La secreta soledad del inédito jurado en Jazz al Parque 2012 

 

 La primera impresión al salir detrás del escenario y dirigirnos a la gradería, fue la de caminar hacia un trono de privilegio pero a la vez de doble riesgo. Dos de los integrantes del jurado escogido por el Instituto para las Artes para incluir ocho plazas en la nueva versión del Festival de Jazz al Parque 2012 en Bogotá, íbamos un frío lunes de mañana caminando hacia ese grupo de tres sillas solitarias en mitad del auditorio al aire libre (luego nos trajeron una carpa para cubrirnos del sol y de la lluvia) y la sensación entre emoción y vértigo era como la de quien sabe que sobre si pesa una responsabilidad enorme. En breve comenzó puntual ese buen festín para los sentidos que son las audiciones de los aspirantes a participar en este renombrado encuentro musical.
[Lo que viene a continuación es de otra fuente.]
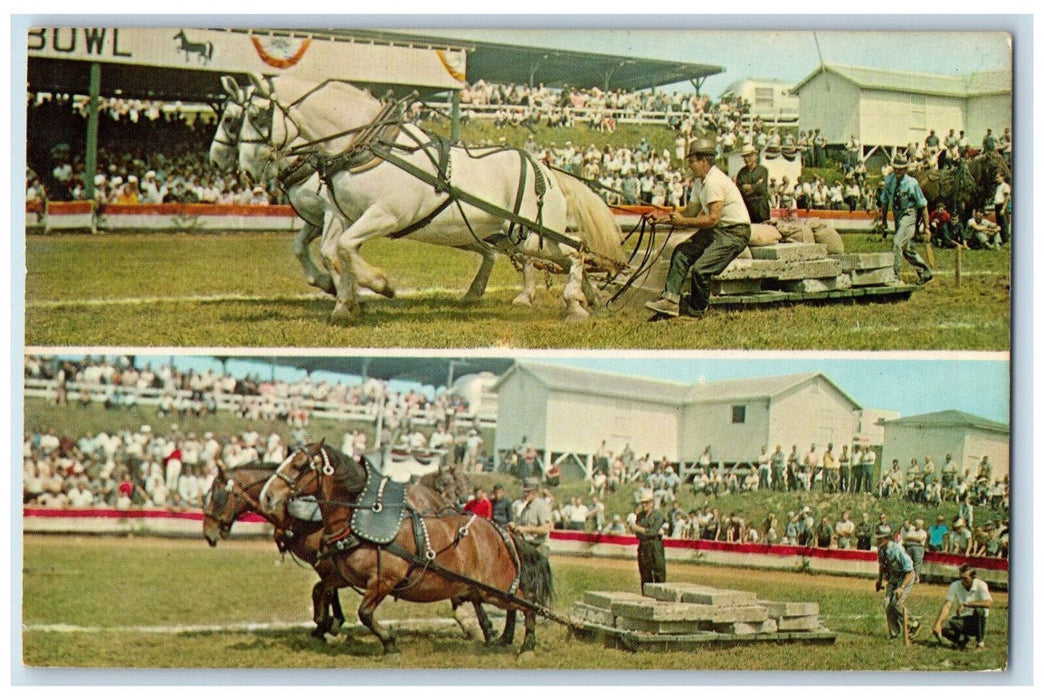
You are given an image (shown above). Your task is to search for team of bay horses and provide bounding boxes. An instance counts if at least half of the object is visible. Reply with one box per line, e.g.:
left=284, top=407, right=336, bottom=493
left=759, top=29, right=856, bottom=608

Hay algo en este ejercicio de ser jurado que es más bien inusual y a veces poco grato y es que no siempre los resultados satisfacen a los implicados (que por cierto se exponen y son escrutados en lo mínimo, en lo superficial y en lo esencial) pues además nunca es del todo cómodo para ninguna de las partes observar y ser observado. La elección de estos jurados implica total idoneidad y es por ello que para el caso preciso se invitan (también por convocatoria) a tres representantes de la comunidad jazzística, destacados, reconocidos y de calidad en su labor, representativos dos de ellos de la escena musical y uno más de los medios de comunicación especializados.

Los criterios se establecen desde el comienzo del evento denominado ‘eliminatorias’ y aunque se puede discrepar o disentir, la manera como el proceso se lleva es serio y riguroso. No hay cabida para privilegiar a uno o a otro y se lleva de la mejor manera, para privilegiar la transparencia.   

 

Varios fueron los acuerdos que tuvimos los jurados este año y entre ello, de cómo sería un verdadero goce, poder ver y escuchar en exclusiva a más de 30 agrupaciones locales de jazz procedentes de diversos géneros y experiencias múltiples.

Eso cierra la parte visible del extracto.